Detroit Faces Another Cash-Flow Crisis

Reuters, November 13, 2012

Detroit is projecting it will run out of cash next month unless the state of Michigan releases money due it from a debt sale, the city told its financial advisory board.

The city’s report to the board, created as part of a consent agreement Detroit approved in April, said that “absent the availability of escrow proceeds, the city will need to employ other working capital solutions to avoid liquidity crises.”

Projections show the city’s weekly cash flow at just $4.1 million in mid-December before dropping to a negative $4.8 million at the end of the year.

{snip}

The Michigan Finance Authority sold $129 million of bonds for Detroit in August, completing a debt sale aimed at raising $137 million for the cash-strapped city.
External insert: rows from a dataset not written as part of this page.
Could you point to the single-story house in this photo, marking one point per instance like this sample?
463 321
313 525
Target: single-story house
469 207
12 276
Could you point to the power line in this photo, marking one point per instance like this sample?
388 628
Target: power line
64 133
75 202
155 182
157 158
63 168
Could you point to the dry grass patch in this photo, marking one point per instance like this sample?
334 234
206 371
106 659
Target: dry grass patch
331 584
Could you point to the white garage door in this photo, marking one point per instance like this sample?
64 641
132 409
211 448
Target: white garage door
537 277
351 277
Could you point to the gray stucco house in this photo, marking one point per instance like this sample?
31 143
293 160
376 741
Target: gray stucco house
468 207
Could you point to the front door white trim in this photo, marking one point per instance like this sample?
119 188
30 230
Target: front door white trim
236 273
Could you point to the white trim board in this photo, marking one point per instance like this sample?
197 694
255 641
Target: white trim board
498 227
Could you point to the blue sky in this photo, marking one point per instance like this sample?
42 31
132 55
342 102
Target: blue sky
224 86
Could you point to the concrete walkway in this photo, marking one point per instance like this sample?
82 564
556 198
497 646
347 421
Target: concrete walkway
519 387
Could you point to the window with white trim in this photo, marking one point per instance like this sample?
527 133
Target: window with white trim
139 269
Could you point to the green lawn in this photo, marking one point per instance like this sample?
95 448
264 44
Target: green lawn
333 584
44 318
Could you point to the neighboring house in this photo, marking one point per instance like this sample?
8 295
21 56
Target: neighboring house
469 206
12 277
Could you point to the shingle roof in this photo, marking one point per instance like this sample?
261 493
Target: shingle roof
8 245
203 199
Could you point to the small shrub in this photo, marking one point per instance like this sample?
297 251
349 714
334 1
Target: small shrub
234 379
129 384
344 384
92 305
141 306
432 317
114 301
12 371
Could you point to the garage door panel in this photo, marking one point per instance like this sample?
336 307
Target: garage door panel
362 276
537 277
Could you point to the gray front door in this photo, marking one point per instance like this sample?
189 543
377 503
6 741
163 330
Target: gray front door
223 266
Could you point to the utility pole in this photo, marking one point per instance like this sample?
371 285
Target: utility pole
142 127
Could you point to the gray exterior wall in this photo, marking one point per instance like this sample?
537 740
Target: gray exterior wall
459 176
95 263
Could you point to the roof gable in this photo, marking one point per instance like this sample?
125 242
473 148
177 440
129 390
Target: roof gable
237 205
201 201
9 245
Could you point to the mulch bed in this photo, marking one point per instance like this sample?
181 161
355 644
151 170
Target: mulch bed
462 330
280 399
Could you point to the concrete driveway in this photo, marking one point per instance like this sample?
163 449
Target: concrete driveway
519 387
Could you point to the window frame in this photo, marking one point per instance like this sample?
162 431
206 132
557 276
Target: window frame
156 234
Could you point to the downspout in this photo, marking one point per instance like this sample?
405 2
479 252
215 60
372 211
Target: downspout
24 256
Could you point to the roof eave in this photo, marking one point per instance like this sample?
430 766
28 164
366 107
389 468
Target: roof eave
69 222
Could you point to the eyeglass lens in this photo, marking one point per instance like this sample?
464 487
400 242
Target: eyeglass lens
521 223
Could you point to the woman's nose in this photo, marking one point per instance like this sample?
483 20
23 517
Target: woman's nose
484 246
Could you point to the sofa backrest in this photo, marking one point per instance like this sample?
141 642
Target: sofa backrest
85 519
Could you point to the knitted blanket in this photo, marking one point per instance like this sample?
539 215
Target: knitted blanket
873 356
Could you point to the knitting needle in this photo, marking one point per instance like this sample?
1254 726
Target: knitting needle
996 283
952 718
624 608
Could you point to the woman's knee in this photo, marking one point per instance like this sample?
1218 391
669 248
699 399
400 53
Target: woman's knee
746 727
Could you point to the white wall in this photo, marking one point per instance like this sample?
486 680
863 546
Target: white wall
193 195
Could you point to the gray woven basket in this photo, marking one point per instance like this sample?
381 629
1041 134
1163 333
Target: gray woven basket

While Detroit received some of that money, Michigan Treasury officials tied the release of another $30 million this year to Detroit’s progress on reforms.

“The Department of Treasury is working with city of Detroit to establish milestones that will allow the release of bond funds being held in escrow and will continue to move the city forward in an expeditious manner,” Caleb Buhs, a spokesman for the department, said on Tuesday.

Detroit faced a cash crisis this summer that led to warnings it could default on some bonds, as well as to subsequent downgrades that pounded the city’s credit ratings deeper into the junk category.